With my daughter on one of the 373 tracked activities I did this year!

Also: I tracked it all using Tableau, Strava, IFTTT and Google Sheets. And you can do it too: it’s easy! Here’s how. The trick is to get your data into a Google Sheet. Earlier this year I showed how to use a Strava Web Data Connector to build Strava art. You could use that connector to achieve the same thing, but this is much much easier.

I then use an IFTTT Applet to connect Strava to a Google Sheet. Whenever an activity is completed, IFTTT sends summary info to a Google Sheet. The data I use for my workbook requires the following fields:

  • CreatedAt: when the activity started
  • Name: the name I gave the activity in Strava
  • ActivityType: Run/Walk etc.
  • DistanceMeters: how far I went
  • ElapsedTimeInSeconds: how long I took
  • LinkToActivity: the URL of the activity
This is what my Google Sheet looks like

Now you’re tracking your data! That step will all happen automatically. Next you need to connect Tableau to your Google Sheet.

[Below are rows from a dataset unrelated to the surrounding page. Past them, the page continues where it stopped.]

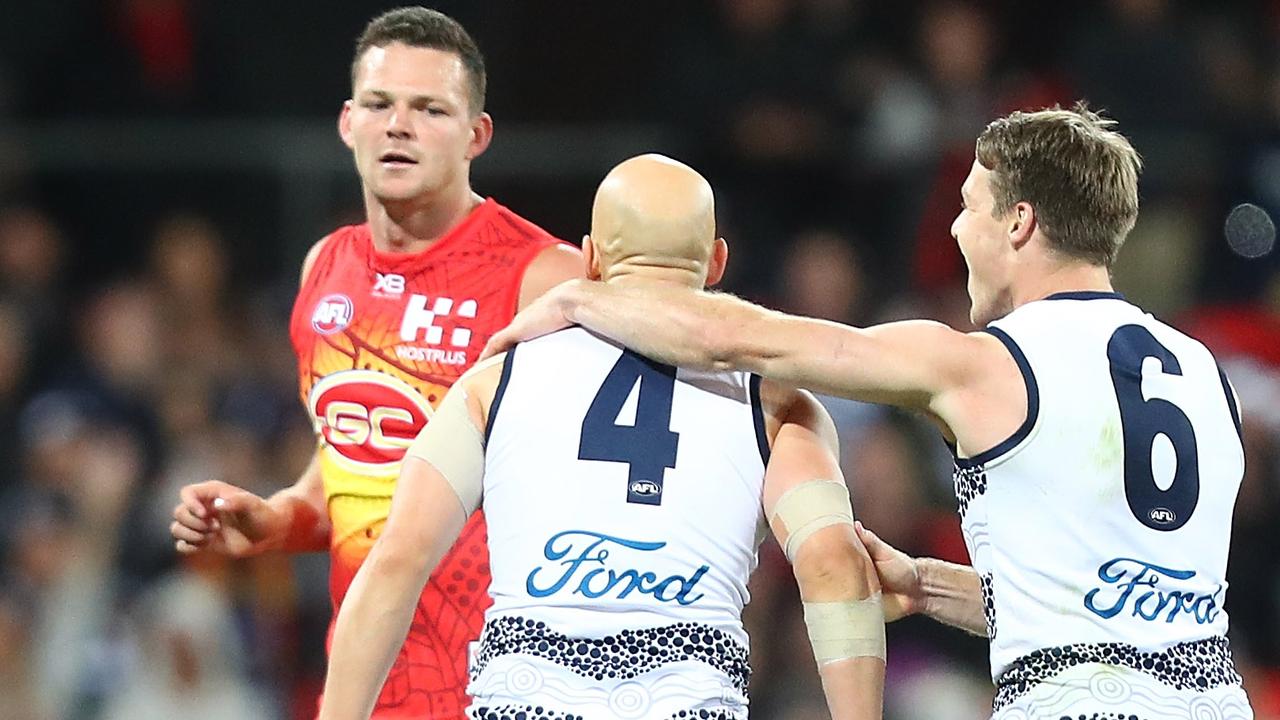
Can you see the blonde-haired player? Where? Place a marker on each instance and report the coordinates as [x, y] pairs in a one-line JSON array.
[[1098, 450], [626, 501]]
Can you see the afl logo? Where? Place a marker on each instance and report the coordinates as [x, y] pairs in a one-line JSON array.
[[645, 488], [369, 419], [332, 314]]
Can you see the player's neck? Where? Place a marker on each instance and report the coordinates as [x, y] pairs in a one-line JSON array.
[[650, 276], [412, 226], [1065, 277]]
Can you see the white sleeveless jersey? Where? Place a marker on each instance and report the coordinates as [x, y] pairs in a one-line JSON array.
[[1100, 529], [624, 507]]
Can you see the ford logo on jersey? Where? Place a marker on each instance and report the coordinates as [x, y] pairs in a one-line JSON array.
[[584, 569], [1141, 582]]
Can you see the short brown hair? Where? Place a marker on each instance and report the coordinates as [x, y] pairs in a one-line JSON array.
[[423, 27], [1079, 174]]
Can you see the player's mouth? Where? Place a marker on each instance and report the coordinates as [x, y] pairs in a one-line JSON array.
[[396, 159]]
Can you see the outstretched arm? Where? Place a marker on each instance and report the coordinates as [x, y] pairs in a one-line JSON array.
[[912, 364], [808, 506]]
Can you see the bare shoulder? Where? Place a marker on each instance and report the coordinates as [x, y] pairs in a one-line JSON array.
[[786, 405], [481, 384], [311, 259], [553, 265]]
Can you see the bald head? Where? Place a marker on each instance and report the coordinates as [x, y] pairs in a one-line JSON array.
[[654, 215]]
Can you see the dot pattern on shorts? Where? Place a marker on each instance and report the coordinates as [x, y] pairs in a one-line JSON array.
[[625, 655], [969, 483], [519, 712], [1196, 665], [704, 715], [539, 712], [988, 604]]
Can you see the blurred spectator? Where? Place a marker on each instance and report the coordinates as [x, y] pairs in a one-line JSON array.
[[187, 660]]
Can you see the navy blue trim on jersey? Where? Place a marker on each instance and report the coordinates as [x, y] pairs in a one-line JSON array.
[[762, 437], [1086, 295], [502, 388], [1230, 404], [1032, 405]]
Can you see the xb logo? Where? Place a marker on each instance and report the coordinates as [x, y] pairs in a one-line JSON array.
[[389, 283]]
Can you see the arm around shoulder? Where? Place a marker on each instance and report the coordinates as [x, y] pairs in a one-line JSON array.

That’s you all set. At this point, you can build your own analysis. Or you could download my workbook and replace the data source with your own.

The workbook has lots of views, designed especially for mobile viewing. I used this dashboard to write some earlier posts this year on designing for mobile.

I hope you’ve enjoyed this. Should you track your own data? The most important thing to do is be healthy. I highly recommend you try the “Walk 1000 mile challenge” – it’s been very rewarding. I personally find the data aspect fascinating, especially looking at the last 7 days activity, and the average daily distance as they changed over the year.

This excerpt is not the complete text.